Brown does not blame clients for directing their frustration at him. After all, “I am the face of the system for many of them.” Nor can he can expect the “wrongfully accused” to sing his praises for getting them probation instead of prison: “I’ll quit before I start expecting drug possession clients to laud the system that sends them away for six years instead of ten.”
Brown’s clients vent to him. Brown vents on his blog. I vent on this blog.
Clients do expect the system to treat them as individuals. Chances are good if they are charged with a felony that this expectation will be satisfied. They will get plenty of attention from within the prosecutor’s office: The government will try extra hard to put them behind bars.
Where such expectations will be disappointed is when clients are charged with a minor misdemeanor. In this case, there are far too many cases working their way through the system for the prosecutor to focus on the individual. Clients imagine the prosecutor sitting at his desk weeks out from trial, mulling the case over in his mind. Well, the prosecutor says to himself. The defendant was mistreated by the police who never read him his rights or allowed him to make a phone call. And coming to court three times since he was arrested has been a tremendous inconvenience. I think I will cut this guy a break.
Doesn’t happen.
How clients deal with this cookie-cutter, assembly line aspect of our criminal justice system depends on the individual. I learned as a waiter during graduate school that there was rarely a correlation between the quality of service I provided and the amount of the tip I received in return. I could run around trying to satisfy the demands of one table while completely ignoring another, and at the end of the night, the table I ignored would give me a generous tip while the people I had worked so hard to satisfy would wait until I was back in the kitchen before leaving the restaurant. Some people are going to tip you. Other people will be dissatisfied.

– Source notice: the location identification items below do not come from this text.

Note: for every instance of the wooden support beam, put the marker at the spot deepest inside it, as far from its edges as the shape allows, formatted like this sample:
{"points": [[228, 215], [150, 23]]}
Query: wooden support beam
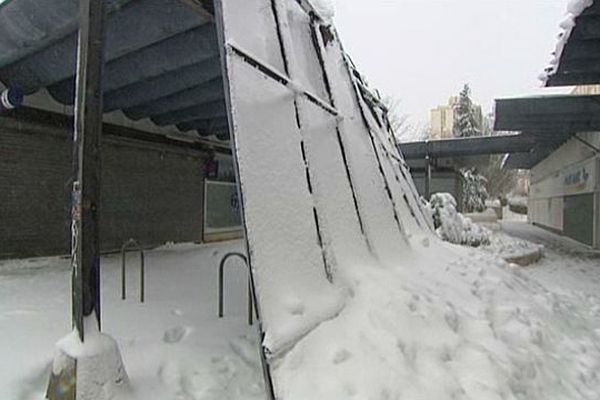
{"points": [[86, 163]]}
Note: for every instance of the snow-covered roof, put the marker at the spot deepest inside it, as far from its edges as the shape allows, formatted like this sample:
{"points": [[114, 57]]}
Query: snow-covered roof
{"points": [[574, 10]]}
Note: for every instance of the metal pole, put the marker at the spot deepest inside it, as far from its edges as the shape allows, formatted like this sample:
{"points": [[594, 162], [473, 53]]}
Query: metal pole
{"points": [[142, 276], [250, 313], [86, 188], [427, 177], [123, 272]]}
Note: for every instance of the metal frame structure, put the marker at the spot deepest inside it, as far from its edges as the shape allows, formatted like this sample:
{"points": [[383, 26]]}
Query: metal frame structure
{"points": [[221, 282], [133, 245]]}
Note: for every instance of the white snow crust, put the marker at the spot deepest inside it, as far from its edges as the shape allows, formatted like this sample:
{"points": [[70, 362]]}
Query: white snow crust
{"points": [[574, 10], [446, 323]]}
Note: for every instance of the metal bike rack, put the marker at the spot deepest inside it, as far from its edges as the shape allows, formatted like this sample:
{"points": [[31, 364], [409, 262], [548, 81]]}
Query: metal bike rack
{"points": [[132, 245], [221, 273]]}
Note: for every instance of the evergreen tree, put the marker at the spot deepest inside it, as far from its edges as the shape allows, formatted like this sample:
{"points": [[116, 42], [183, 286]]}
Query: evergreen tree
{"points": [[465, 120], [474, 191]]}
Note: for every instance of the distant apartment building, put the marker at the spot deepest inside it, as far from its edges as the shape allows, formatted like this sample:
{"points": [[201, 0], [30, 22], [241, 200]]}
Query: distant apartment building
{"points": [[442, 119]]}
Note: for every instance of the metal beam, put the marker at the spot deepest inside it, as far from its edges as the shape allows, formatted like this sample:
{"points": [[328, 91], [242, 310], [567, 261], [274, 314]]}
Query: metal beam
{"points": [[573, 79], [201, 94], [566, 113], [204, 125], [462, 147], [163, 85], [187, 48], [207, 111], [138, 25]]}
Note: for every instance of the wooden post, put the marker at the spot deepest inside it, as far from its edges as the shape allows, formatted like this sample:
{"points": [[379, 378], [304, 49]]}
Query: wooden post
{"points": [[85, 249], [427, 178]]}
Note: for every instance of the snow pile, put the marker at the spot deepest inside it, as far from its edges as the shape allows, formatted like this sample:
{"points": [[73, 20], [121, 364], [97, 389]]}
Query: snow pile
{"points": [[467, 327], [518, 204], [100, 371], [454, 227], [574, 10], [325, 9], [512, 249], [173, 346]]}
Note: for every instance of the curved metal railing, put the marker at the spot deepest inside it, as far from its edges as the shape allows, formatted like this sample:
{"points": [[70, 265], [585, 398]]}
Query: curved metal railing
{"points": [[128, 246], [221, 278]]}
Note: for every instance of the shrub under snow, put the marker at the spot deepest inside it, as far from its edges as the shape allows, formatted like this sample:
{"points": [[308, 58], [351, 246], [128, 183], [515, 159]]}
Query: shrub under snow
{"points": [[454, 227]]}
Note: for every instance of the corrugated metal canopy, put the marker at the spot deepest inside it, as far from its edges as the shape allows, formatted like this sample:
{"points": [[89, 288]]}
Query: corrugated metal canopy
{"points": [[579, 62], [162, 58]]}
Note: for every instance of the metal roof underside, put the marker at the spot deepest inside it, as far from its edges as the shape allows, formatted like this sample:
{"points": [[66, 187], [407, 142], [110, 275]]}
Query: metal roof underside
{"points": [[162, 59], [465, 147], [524, 150], [549, 120], [579, 63]]}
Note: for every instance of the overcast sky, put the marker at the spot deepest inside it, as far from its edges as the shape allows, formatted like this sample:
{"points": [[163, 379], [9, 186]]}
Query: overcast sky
{"points": [[423, 51]]}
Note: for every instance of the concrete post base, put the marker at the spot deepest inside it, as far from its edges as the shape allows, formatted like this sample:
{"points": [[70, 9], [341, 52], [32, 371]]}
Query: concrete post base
{"points": [[92, 370]]}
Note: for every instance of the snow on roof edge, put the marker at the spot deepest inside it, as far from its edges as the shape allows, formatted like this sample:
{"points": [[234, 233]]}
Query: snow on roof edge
{"points": [[574, 10]]}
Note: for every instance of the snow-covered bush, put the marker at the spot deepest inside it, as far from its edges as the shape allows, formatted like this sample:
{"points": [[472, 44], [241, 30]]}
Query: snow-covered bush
{"points": [[518, 204], [454, 227], [474, 191]]}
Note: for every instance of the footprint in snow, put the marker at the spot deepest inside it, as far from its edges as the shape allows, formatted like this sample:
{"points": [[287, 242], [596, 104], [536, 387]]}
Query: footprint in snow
{"points": [[176, 335], [177, 312], [341, 355]]}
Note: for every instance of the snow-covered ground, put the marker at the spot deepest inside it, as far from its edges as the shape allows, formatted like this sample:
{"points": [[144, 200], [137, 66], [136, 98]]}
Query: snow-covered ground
{"points": [[450, 323], [173, 346]]}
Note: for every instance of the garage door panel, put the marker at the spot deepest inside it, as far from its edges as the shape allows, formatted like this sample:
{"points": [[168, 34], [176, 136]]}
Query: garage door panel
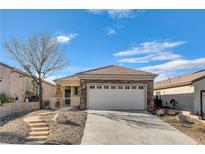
{"points": [[116, 98]]}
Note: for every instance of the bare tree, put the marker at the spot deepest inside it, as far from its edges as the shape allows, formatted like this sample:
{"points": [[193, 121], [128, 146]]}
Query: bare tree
{"points": [[39, 56]]}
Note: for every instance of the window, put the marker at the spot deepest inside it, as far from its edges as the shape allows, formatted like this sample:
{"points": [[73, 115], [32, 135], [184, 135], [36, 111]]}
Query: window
{"points": [[127, 87], [106, 87], [134, 87], [113, 87], [120, 87], [92, 87], [75, 90]]}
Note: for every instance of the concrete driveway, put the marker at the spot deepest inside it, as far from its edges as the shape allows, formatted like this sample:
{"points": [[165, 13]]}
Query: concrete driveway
{"points": [[120, 127]]}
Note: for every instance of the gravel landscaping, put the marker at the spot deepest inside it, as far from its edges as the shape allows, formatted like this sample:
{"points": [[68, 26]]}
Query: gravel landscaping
{"points": [[67, 128], [14, 132], [195, 130]]}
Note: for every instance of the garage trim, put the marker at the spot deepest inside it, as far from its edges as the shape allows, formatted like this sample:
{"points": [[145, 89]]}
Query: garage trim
{"points": [[119, 84]]}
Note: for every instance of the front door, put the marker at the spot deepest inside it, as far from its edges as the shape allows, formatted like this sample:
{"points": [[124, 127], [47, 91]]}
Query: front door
{"points": [[67, 97], [203, 105]]}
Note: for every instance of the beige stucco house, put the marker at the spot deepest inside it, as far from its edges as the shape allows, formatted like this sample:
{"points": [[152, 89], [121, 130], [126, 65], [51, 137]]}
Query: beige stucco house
{"points": [[107, 88], [14, 83], [188, 91]]}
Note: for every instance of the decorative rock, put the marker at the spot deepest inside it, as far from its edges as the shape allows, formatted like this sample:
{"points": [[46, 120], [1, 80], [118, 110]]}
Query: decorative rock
{"points": [[183, 119], [171, 112]]}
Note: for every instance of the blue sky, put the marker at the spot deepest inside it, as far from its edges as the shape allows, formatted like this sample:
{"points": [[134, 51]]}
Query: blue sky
{"points": [[168, 42]]}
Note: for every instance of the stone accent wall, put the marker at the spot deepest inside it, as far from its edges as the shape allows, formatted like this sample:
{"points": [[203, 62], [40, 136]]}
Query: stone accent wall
{"points": [[84, 82]]}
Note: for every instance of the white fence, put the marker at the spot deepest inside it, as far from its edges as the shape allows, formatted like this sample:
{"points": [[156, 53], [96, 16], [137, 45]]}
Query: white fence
{"points": [[10, 108]]}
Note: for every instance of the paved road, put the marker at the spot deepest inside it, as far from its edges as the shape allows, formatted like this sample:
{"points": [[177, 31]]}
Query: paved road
{"points": [[120, 127]]}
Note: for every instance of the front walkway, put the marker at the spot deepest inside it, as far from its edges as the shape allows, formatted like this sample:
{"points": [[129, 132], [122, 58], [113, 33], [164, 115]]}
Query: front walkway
{"points": [[116, 127]]}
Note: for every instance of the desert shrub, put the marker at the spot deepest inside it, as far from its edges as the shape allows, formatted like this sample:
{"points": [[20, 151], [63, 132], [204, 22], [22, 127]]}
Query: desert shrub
{"points": [[4, 98]]}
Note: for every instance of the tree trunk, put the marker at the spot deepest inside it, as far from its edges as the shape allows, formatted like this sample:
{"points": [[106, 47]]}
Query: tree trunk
{"points": [[41, 95]]}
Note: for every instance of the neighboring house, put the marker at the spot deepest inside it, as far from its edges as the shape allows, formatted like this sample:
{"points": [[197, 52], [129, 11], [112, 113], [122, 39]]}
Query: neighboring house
{"points": [[186, 92], [16, 83], [110, 87]]}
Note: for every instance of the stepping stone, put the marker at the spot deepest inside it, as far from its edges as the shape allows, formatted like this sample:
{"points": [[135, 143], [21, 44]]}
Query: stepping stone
{"points": [[39, 133], [38, 124], [35, 142], [37, 138]]}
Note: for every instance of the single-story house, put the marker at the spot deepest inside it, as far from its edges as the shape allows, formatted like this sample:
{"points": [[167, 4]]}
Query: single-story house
{"points": [[186, 92], [107, 88], [17, 84]]}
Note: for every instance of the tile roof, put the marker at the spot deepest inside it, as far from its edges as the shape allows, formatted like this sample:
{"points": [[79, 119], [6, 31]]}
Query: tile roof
{"points": [[182, 80], [116, 70]]}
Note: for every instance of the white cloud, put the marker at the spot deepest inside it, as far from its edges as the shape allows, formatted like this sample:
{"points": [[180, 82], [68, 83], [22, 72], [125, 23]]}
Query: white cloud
{"points": [[111, 31], [115, 13], [66, 38], [176, 65], [170, 69], [149, 47], [152, 57]]}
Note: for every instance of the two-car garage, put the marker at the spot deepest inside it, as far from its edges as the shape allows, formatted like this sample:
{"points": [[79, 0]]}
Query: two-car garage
{"points": [[116, 96]]}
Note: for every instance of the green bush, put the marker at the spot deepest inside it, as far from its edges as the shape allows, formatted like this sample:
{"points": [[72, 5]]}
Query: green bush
{"points": [[4, 98]]}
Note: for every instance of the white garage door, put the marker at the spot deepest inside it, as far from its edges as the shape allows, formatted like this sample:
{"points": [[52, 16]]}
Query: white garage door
{"points": [[116, 96]]}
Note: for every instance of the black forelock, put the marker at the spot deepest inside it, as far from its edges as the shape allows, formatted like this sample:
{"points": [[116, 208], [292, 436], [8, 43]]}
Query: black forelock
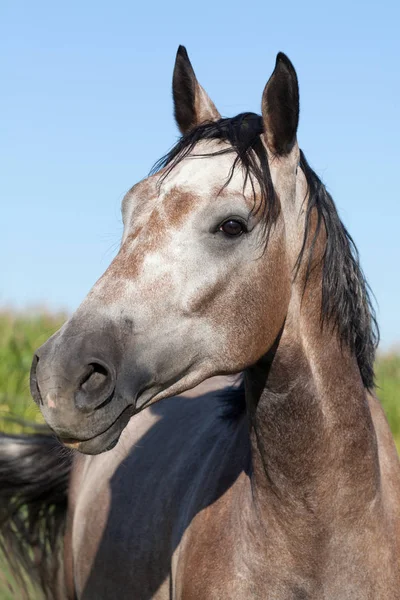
{"points": [[346, 305]]}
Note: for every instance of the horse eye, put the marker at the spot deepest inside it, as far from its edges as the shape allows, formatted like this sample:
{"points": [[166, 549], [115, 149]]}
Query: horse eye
{"points": [[232, 228]]}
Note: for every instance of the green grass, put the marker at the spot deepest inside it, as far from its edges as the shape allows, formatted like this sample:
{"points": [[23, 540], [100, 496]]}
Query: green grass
{"points": [[21, 334]]}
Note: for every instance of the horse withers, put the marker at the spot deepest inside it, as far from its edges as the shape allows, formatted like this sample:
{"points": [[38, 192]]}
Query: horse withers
{"points": [[283, 487]]}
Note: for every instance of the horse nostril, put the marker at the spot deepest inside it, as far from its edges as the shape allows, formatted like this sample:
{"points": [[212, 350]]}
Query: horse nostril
{"points": [[96, 387], [35, 392]]}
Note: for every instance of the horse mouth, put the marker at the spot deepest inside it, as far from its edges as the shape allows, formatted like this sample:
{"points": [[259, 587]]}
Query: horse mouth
{"points": [[103, 441]]}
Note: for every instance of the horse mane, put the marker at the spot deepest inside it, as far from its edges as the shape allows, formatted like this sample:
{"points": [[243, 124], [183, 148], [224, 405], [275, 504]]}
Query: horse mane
{"points": [[346, 304]]}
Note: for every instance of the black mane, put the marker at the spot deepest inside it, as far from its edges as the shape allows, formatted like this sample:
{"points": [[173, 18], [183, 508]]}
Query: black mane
{"points": [[346, 305]]}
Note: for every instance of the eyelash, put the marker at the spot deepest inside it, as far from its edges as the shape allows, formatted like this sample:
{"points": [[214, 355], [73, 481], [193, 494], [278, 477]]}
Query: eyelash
{"points": [[236, 221]]}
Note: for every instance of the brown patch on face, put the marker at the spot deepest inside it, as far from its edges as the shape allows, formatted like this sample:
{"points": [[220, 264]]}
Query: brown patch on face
{"points": [[128, 263], [178, 205]]}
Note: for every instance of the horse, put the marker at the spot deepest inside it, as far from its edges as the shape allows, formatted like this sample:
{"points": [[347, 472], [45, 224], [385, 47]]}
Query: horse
{"points": [[217, 434]]}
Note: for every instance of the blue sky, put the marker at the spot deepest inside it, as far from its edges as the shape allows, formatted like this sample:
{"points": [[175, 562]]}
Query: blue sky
{"points": [[86, 109]]}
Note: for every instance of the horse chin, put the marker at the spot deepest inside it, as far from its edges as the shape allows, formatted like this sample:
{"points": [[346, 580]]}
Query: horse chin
{"points": [[104, 441]]}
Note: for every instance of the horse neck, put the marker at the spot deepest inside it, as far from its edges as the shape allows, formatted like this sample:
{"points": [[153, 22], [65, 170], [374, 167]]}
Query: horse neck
{"points": [[314, 448]]}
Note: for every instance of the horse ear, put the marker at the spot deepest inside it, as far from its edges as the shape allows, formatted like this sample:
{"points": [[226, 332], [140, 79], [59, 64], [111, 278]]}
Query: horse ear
{"points": [[192, 105], [280, 107]]}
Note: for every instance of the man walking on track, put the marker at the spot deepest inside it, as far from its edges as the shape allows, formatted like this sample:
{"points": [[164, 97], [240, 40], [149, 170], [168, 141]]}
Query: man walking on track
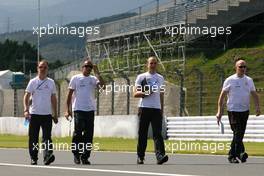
{"points": [[238, 89], [42, 91], [81, 90], [150, 90]]}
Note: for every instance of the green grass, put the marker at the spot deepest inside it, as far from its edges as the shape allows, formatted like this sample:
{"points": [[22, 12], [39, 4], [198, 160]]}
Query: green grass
{"points": [[129, 145]]}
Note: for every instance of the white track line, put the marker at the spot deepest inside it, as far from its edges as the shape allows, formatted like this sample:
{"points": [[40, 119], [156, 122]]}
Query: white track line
{"points": [[92, 170]]}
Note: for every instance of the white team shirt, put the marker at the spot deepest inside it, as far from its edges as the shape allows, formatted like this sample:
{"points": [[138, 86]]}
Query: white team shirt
{"points": [[239, 90], [41, 92], [153, 100], [84, 88]]}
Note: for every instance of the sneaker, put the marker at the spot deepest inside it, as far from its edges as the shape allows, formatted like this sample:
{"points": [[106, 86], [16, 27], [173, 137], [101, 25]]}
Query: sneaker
{"points": [[50, 159], [86, 162], [243, 157], [163, 159], [140, 160], [233, 160], [34, 162], [77, 159]]}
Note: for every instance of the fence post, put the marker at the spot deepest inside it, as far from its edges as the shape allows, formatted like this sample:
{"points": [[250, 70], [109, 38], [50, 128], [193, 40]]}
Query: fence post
{"points": [[113, 98], [98, 102]]}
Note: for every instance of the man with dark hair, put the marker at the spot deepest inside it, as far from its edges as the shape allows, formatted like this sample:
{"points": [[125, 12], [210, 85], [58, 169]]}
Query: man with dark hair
{"points": [[42, 91], [150, 90], [83, 87], [238, 89]]}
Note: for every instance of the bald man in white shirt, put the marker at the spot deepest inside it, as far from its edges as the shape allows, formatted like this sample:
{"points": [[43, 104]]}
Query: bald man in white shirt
{"points": [[238, 89], [42, 91]]}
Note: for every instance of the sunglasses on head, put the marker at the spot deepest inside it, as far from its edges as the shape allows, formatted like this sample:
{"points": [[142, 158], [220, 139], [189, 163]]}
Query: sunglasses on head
{"points": [[242, 66], [88, 66], [40, 67]]}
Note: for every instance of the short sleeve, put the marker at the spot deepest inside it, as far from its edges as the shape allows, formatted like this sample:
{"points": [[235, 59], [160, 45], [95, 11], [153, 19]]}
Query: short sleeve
{"points": [[95, 81], [53, 88], [72, 84], [162, 81], [252, 86], [29, 88], [226, 85]]}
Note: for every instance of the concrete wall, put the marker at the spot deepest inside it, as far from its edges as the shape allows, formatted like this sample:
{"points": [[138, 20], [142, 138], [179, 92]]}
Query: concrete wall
{"points": [[104, 126]]}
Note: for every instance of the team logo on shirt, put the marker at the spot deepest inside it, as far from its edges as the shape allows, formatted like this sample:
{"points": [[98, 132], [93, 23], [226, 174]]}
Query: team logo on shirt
{"points": [[46, 87], [246, 83]]}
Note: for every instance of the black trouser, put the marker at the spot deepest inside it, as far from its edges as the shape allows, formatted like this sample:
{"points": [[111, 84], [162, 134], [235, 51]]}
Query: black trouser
{"points": [[45, 122], [238, 123], [83, 133], [147, 116]]}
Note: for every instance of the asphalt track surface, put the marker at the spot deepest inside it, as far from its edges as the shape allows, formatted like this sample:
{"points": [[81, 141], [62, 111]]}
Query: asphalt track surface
{"points": [[16, 162]]}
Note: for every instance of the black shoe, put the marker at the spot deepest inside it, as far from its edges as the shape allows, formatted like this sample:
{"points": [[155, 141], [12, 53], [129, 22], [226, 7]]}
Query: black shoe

How you deal with this dissatisfaction is up to you. Says Brown:
I could explain to them that the system is unfair and that it gets it wrong more often than they’d think. I could tell them it could’ve been much worse and that I do it not because I get the perfect result every time but because I strive to get the best possible result given the circumstances. It’s rarely the time or place for me to play teacher. I usually just listen. Inside, I mostly agree.